La viande de laboratoire (aussi appelée in vitro, de synthèse, artificielle ou cellulaire) a été expérimentée une première fois aux États-Unis en 2013 : un steak haché de bœuf élaboré en éprouvette, surnommé « Frankenburger ». Depuis 10 ans, une vingtaine de start-ups se sont lancées dans ce secteur. Elles espèrent commercialiser leur « création » d’ici 2021. Cette fausse viande serait l’un des remèdes à la crise environnementale que nous traversons : une production en milieu stérile, nécessitant peu d’eau, pas de terres agricoles, dégageant peu de méthane tout en contribuant à répondre à la demande au niveau mondial. En outre, il n’y aurait ni souffrance animale ni mise à mort, ce qui devrait convenir aux végétariens.
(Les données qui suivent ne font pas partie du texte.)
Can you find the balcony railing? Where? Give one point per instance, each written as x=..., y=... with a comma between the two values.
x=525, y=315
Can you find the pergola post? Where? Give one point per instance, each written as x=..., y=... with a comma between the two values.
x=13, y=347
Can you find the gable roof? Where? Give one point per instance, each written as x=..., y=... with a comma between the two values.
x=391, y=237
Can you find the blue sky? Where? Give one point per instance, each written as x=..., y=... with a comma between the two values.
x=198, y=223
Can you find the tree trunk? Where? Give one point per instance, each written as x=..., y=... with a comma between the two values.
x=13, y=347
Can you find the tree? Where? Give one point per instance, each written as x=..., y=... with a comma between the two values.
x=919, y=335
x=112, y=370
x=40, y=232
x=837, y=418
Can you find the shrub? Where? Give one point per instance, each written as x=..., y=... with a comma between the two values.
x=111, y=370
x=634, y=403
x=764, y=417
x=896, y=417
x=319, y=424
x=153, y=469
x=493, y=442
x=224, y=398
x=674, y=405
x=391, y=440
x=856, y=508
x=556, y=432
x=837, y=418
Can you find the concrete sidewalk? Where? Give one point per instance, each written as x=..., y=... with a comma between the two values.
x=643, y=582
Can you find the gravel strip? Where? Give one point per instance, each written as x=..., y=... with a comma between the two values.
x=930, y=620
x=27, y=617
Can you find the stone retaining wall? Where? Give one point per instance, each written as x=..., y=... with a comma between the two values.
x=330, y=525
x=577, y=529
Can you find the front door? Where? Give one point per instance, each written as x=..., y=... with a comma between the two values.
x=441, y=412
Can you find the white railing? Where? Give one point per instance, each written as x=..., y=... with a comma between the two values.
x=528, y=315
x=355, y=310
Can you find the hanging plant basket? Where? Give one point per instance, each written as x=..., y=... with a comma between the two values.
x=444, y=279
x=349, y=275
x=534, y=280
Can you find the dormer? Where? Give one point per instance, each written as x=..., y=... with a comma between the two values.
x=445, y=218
Pourtant, selon Didier Toubia, cofondateur d’Aleph Farms (une de ces start-ups, basée en Israël), il s’agit d’une « vraie viande, qui provient d’un animal mais produite de manière contrôlée ». Pour cela, les chercheurs procèdent à une biopsie (prélèvement de cellules) sur un animal. L’entreprise ambitionne d’ailleurs de créer des steaks « avec l’architecture d’un muscle ». A priori, cela pourrait se substituer partiellement aux élevages industriels polluants.
Cela étant, l’association UFC-Que choisir regrette le manque d’informations concernant la composition de ces produits, secret industriel oblige… Les seules informations disponibles concernent la composition de la solution nutritive dans laquelle croissent les cellules, qui contient des acides aminés, des protéines, des sucres, des vitamines, des minéraux et des facteurs de croissance (hormones). Ces nutriments sont fournis par l’industrie chimique. Or, l’élément principal, du sérum de veau fœtal, nécessite la mise à mort d’une vache et de son veau, ce qui rend ce type de produit totalement incompatible avec un régime végétarien ainsi qu’avec l’argument environnemental. Les start-ups travaillent à la réalisation d’un sérum vegan (aucune origine animale). Quant à l’impact environnemental, il serait sous-estimé selon l’association de consommateurs. Le système de fabrication émet beaucoup de CO2, un des principaux gaz à effet de serre. Quant à l’extraction, la fabrication et l’acheminement des nutriments, ils nécessitent également beaucoup d’énergie, difficilement quantifiable aujourd’hui.
Mais cette nouvelle industrie pose également des questions d’ordre éthique. Elle sera gérée par de grandes multinationales et financée par des capitaux apportés par des fonds d’investissement. Des entreprises pour lesquelles l’éthique n’est pas au cœur des préoccupations. Mais surtout, cette nouvelle forme de culture nous éloigne un peu plus de la nature, avec un mode de fabrication totalement artificiel. Or, il est possible de réduire sa consommation de viande sans nécessairement recourir à des substituts carnés, par exemple en réintroduisant les légumineuses, les fruits secs ou encore certaines céréales complètes, comme le préconise le PNNS (Programme national nutrition santé).